By Staff | Oct 21, 2008

A Fort Myers-based furniture company expressed its frustration in September with how the Lee County School District purchases from only two vendors who are not located in Southwest Florida.

Joseph Gammons, president of Office Furniture and Design Concepts, contacted Board Chairman Jeanne Dozier last month explaining that the company had attempted to do business with the school district for the last three years, but had been repeatedly turned down.

The district primarily deals with two companies for its furniture needs, Virco and Contrax, and employs the “turnkey approach” which places the responsibility of product building and delivering to the vendor and not the school district.

“I can no longer remain silent due to the current economic climate here in Southwest Florida,” said Gammons. “Over the past three years, the school district has spent approximately $10 million on school furnishings with vendors who are located in Gainesville and California.”

The unemployment rate in Lee County is now over 9 percent, and Gammons asked for the district to consider entering into local contracts that would benefit the Southwest Florida economy.

“Because of this economic forecast I believe it is imperative that the school district purchase locally for any service they require that is able to be provided by a local vendor,” said Gammons.

Superintendent James Browder agreed that the district uses the “turnkey approach,” which is considered risky because mistakes in product development are typically found later down the line and can be expensive to correct.

In his response, Browder said “we believe that this approach still provides the best means of coordinating and managing furniture purchases,” but also said he would hold a new solicitation for services by late November.

“We agree that given the current economic state it is in the best interest of the district to issue a new solicitation for these services,” said Browder.

This is not the first time the district has been criticized for not using local sources. In the spring, it was discovered that six information technology professionals were outsourced from India to assist with the district’s approximate $30 million computer overhaul.
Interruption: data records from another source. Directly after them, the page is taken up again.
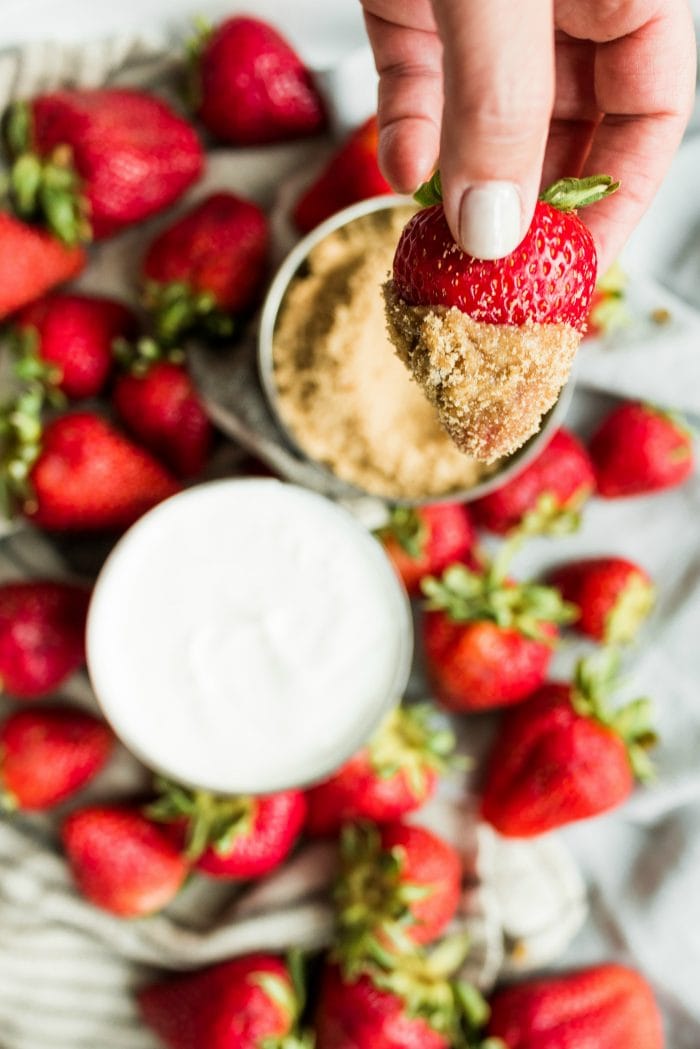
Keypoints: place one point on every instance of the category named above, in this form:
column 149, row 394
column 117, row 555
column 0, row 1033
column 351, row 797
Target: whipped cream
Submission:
column 247, row 636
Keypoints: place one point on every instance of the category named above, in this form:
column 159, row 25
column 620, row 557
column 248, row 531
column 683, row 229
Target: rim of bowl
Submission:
column 273, row 300
column 346, row 747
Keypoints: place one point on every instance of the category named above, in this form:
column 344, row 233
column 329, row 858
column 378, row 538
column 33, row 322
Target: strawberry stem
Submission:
column 594, row 681
column 570, row 194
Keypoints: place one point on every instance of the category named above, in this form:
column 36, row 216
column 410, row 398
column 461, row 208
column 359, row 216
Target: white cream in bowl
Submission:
column 247, row 636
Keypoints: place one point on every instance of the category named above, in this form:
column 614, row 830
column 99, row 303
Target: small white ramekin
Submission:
column 511, row 466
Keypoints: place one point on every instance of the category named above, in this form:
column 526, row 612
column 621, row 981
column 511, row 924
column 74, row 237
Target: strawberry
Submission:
column 351, row 174
column 613, row 597
column 42, row 636
column 231, row 837
column 552, row 490
column 358, row 1014
column 207, row 268
column 32, row 262
column 608, row 312
column 565, row 755
column 248, row 1003
column 47, row 754
column 425, row 540
column 122, row 861
column 87, row 476
column 399, row 885
column 414, row 1006
column 251, row 87
column 605, row 1007
column 488, row 641
column 639, row 449
column 491, row 343
column 156, row 401
column 396, row 773
column 93, row 161
column 73, row 334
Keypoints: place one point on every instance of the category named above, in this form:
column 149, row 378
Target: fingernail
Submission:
column 490, row 219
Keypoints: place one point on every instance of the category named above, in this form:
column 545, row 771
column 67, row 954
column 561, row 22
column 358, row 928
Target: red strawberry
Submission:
column 231, row 837
column 32, row 262
column 75, row 334
column 351, row 174
column 89, row 477
column 613, row 597
column 565, row 755
column 396, row 773
column 488, row 641
column 551, row 490
column 110, row 156
column 252, row 87
column 608, row 311
column 208, row 265
column 42, row 636
column 122, row 861
column 359, row 1014
column 491, row 343
column 548, row 279
column 248, row 1003
column 399, row 885
column 157, row 402
column 47, row 754
column 606, row 1007
column 640, row 449
column 425, row 540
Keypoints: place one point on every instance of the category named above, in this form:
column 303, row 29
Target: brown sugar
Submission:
column 490, row 384
column 342, row 391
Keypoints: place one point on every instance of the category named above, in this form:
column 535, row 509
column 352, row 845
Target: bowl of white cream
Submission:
column 248, row 636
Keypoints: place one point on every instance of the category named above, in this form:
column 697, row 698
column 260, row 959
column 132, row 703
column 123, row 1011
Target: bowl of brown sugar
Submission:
column 335, row 385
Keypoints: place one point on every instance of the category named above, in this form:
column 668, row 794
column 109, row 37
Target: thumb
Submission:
column 499, row 70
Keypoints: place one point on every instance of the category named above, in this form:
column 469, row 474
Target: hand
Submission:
column 508, row 97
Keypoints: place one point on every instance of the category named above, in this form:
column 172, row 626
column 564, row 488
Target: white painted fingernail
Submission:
column 490, row 219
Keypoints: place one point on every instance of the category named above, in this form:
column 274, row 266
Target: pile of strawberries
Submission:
column 86, row 165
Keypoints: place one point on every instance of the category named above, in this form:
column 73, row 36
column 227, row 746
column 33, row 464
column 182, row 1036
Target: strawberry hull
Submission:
column 360, row 1015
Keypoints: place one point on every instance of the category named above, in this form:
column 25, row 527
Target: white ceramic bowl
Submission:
column 511, row 466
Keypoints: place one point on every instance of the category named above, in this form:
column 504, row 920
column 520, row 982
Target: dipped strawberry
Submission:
column 208, row 268
column 156, row 401
column 42, row 636
column 248, row 1003
column 73, row 335
column 549, row 492
column 488, row 641
column 605, row 1007
column 122, row 861
column 425, row 540
column 639, row 449
column 252, row 87
column 491, row 343
column 91, row 162
column 396, row 773
column 613, row 597
column 399, row 885
column 47, row 754
column 32, row 262
column 351, row 174
column 231, row 837
column 566, row 755
column 609, row 312
column 87, row 476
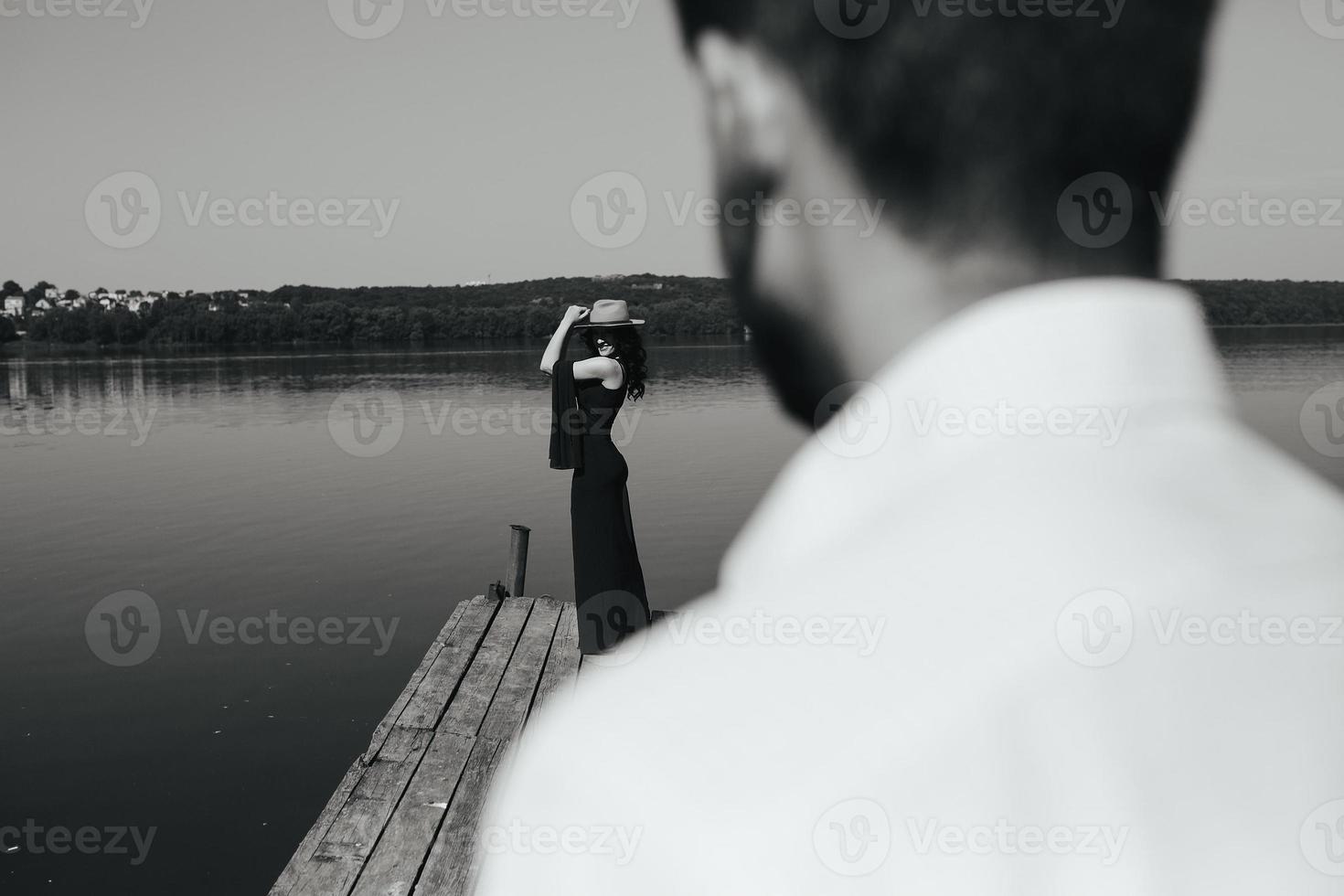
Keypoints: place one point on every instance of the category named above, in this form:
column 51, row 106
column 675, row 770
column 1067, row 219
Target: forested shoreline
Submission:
column 674, row 306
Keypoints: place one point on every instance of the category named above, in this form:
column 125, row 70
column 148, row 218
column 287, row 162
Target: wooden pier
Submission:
column 403, row 818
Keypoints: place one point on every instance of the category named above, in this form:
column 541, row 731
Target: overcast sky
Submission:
column 472, row 134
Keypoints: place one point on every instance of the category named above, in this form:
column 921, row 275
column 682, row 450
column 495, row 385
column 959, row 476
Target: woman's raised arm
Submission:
column 572, row 315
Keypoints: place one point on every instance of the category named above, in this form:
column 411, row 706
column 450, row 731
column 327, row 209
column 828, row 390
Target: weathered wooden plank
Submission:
column 562, row 664
column 514, row 698
column 436, row 646
column 397, row 860
column 317, row 878
column 325, row 819
column 472, row 700
column 453, row 863
column 441, row 681
column 299, row 863
column 362, row 819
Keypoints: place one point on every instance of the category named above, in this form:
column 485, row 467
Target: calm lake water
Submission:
column 231, row 486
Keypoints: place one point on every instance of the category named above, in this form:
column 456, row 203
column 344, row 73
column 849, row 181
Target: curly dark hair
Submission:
column 629, row 352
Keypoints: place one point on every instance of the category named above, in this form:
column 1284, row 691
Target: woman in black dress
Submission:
column 586, row 397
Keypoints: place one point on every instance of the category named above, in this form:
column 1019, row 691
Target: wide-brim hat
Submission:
column 609, row 312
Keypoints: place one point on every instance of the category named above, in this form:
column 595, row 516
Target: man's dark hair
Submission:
column 974, row 125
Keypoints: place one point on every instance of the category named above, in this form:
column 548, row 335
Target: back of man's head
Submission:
column 972, row 117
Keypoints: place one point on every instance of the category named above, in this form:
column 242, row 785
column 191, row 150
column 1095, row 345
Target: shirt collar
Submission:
column 1078, row 349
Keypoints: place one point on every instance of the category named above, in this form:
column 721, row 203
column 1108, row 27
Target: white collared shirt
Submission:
column 1034, row 614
Also, out-of-state products were recently procured from part of a $250,000 food bid.

On the other hand, the district does purchase much of its produce locally in Fort Myers from FreshPoint and its fuel from Evans Oil Company in Naples.

Gammons said the district avoids doing business with local companies.

“As a business owner in Lee County and a person who employs people from all over Southwest Florida, it is discouraging that the school district has chosen to buy products from out of town because they believe the local businesses cannot handle the task,” said Gammons.

Another issue, according to Gammons, is that the district is purchasing products from an agreement called U.S. Communities, instead of the Florida State Contract. He states that this is taking money from the taxpayers because the district is not receiving the best price on products.